Boston man pleads guilty to third federal bank robbery charge | USAO-MA


BOSTON — A Boston man pleaded guilty today in Boston federal court to the April 2020 robbery of a Boston branch of Santander Bank.

Dennis C. Taylor, 49, pleaded guilty to one count of bank robbery. U.S. District Court Chief Judge F. Dennis Saylor IV set his sentence for June 15, 2022. Taylor was arrested and charged by criminal complaint on November 4, 2020, and later indicted by a federal grand jury November 12, 2020.

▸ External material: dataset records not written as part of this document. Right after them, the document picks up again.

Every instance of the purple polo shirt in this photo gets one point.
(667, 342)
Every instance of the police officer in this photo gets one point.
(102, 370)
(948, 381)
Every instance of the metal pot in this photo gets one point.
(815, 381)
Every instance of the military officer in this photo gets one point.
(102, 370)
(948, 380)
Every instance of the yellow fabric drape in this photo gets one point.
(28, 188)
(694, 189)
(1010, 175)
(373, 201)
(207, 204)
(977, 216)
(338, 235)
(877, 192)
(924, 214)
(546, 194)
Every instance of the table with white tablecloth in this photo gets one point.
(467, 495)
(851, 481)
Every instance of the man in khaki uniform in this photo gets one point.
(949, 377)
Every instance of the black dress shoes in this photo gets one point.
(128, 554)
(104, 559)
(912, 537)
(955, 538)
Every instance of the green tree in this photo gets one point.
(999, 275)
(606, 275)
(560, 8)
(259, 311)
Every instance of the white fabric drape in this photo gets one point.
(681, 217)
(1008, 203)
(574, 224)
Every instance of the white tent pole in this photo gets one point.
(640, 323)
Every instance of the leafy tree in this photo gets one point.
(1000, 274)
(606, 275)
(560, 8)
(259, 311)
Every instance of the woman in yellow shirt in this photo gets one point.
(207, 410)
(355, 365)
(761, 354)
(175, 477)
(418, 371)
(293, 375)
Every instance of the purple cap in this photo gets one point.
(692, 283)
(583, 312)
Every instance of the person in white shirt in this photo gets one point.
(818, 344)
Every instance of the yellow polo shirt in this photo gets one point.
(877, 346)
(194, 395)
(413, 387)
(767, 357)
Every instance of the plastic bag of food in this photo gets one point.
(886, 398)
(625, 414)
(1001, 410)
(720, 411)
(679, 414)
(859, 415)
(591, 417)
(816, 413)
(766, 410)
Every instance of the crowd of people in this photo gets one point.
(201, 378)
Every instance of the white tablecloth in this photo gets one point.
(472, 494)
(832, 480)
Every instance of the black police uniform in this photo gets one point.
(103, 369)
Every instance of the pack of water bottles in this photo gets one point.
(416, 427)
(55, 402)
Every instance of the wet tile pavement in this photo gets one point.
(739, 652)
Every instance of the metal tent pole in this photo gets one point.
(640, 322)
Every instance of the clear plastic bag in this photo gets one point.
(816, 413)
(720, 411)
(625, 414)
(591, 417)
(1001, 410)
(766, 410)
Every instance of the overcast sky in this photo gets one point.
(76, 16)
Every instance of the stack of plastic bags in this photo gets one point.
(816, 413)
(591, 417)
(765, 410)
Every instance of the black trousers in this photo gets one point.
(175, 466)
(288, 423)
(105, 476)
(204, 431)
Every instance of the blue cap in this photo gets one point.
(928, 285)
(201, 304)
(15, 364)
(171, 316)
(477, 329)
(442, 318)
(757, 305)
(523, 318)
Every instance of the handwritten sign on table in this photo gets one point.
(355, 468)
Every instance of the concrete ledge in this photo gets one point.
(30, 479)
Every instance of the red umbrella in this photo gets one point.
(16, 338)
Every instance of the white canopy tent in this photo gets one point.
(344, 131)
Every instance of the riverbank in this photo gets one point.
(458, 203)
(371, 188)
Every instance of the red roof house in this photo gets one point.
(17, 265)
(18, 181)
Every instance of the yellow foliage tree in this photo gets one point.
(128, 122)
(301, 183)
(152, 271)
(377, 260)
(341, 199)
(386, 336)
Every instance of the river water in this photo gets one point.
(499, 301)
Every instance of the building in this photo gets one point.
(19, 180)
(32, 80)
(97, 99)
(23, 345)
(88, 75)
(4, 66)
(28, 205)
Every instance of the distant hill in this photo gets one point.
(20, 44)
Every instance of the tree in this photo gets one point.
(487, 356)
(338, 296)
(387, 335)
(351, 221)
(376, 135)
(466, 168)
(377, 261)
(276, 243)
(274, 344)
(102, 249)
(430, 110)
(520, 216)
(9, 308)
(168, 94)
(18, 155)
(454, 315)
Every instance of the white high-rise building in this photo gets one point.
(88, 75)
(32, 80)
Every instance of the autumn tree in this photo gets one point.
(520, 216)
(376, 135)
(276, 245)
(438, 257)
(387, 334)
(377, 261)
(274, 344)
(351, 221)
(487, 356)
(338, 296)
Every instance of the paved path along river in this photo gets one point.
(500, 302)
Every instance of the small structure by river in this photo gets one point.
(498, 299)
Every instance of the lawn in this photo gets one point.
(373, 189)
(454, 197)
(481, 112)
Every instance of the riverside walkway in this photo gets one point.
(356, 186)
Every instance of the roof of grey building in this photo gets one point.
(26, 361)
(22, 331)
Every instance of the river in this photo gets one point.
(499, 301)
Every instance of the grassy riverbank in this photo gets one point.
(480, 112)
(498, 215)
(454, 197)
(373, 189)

On April 29, 2020, an individual – later determined to be Taylor – wearing a dark hooded jacket, blue latex gloves and a face mask entered a Santander Bank branch on Massachusetts Avenue in Boston where he approached a cashier and asked for money. The teller handed Taylor some cash from his drawer, which he placed in a white plastic bag before exiting the bank. Included in the money was a red dye pack. Surveillance cameras on Massachusetts Avenue captured video of Taylor exiting the area and running towards a local parking lot as the red dye pack exploded into a plume of red smoke. During a subsequent search of the parking lot, law enforcement recovered a white plastic bag containing cash stained with red dye and a pair of blue latex gloves. The gloves matched Taylor’s DNA profile.

Taylor was previously convicted of federal bank robbery in 2004 and again in 2010. In 2010, Taylor was sentenced to 10 years in prison and three years of supervised release for the December 2009 robberies of a Rockland Trust bank and a TD bank in Yarmouth.

The bank robbery charge carries a sentence of up to 20 years in prison, three years of probation and a fine of up to $250,000. Sentences are imposed by a federal district court judge based on sentencing guidelines and other statutory factors.

United States Attorney Rachael S. Rollins; Joseph R. Bonavolonta, special agent in charge of the Federal Bureau of Investigation, Boston Division; and Boston Police Acting Commissioner Gregory Long made the announcement. Assistant U.S. Attorney Kenneth G. Shine of Rollins’ Major Crimes Unit is prosecuting the case.